- Theatrical release poster
- Spanish: Cazatesoros
- Directed by: Héctor Valdez
- Written by: Jose Ramón Alamá
- Produced by: Jose Ramón Alamá
- Starring: Carlos Alcántara Franco Cabrera
- Cinematography: Camilo Soratti
- Edited by: Marcos Caraballo
- Music by: Sergio J. Lacima
- Production companies: Bou Group La Soga Producciones
- Distributed by: BF Distribution (Peru) Disney+ (world-wide)
- Release date: November 28, 2024 (Peru);
- Running time: 110 minutes
- Countries: Dominican Republic Peru
- Language: Spanish

= Treasure Hunters (2024 film) =

Treasure Hunters (Spanish: Cazatesoros) is a 2024 action adventure comedy film directed by Héctor Valdez and written by Jose Ramón Alamá. An international co-production between the Dominican Republic and Peru, the film stars Carlos Alcántara and Franco Cabrera accompanied by Nashla Bogaert, Sergio Galliani and Patricia Barreto.

== Synopsis ==
A treasure hunter embarks on a search for a legendary treasure that belonged to explorer Christopher Columbus.
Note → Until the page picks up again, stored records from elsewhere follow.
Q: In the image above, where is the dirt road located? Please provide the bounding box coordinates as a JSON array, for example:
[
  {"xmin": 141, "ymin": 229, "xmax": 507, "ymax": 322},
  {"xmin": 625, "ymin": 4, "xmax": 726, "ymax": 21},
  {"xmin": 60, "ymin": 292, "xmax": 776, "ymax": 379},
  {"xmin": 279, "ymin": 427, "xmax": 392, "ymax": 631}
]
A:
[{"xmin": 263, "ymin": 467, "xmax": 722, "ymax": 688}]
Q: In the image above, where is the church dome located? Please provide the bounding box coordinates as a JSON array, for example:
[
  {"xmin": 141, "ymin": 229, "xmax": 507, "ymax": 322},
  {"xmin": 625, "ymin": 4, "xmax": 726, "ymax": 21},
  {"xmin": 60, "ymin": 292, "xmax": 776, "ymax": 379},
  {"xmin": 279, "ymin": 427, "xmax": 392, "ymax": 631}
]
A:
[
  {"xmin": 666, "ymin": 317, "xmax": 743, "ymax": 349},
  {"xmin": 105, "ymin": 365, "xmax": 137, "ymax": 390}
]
Motivated by his mentor's dream, he embarks on a dangerous journey, where he unexpectedly finds an ally in a young man from the street, who becomes his apprentice as together they face the challenges of adventure.

== Cast ==

- Carlos Alcántara as Clemente Mondego
- Franco Cabrera as Arsenio Dumas
- Nashla Bogaert as Celeste Vega
- Sergio Galliani as Hassam
- Patricia Barreto as Mona
- Víc Gómez as Priest
- Yasser Michelén as Juliano
- Luinis Olaverria as Pancho
- Gerardo Mercedes as Crow
- Ramón García as Don Alfonso
- Luis Eduardo 'Beto' Franco as Ramirez
- Saul Molina as Martinez
- Omar de la Cruz as Scorpion
- Connie Chaparro as Mother
- Patrick Gonzales as Kid
- Attilia Boschetti as Old Lady

== Release ==
It premiered on November 28, 2024, in Peruvian theaters, to then be released worldwide on Disney+, becoming the third Peruvian film to be launched on the platform behind The Year of the Tiger and Welcome to Paradise.

== Reception ==
On its first day in theaters, the film attracted 2,000 viewers, ending its first weekend with 10,000, ranking 9th.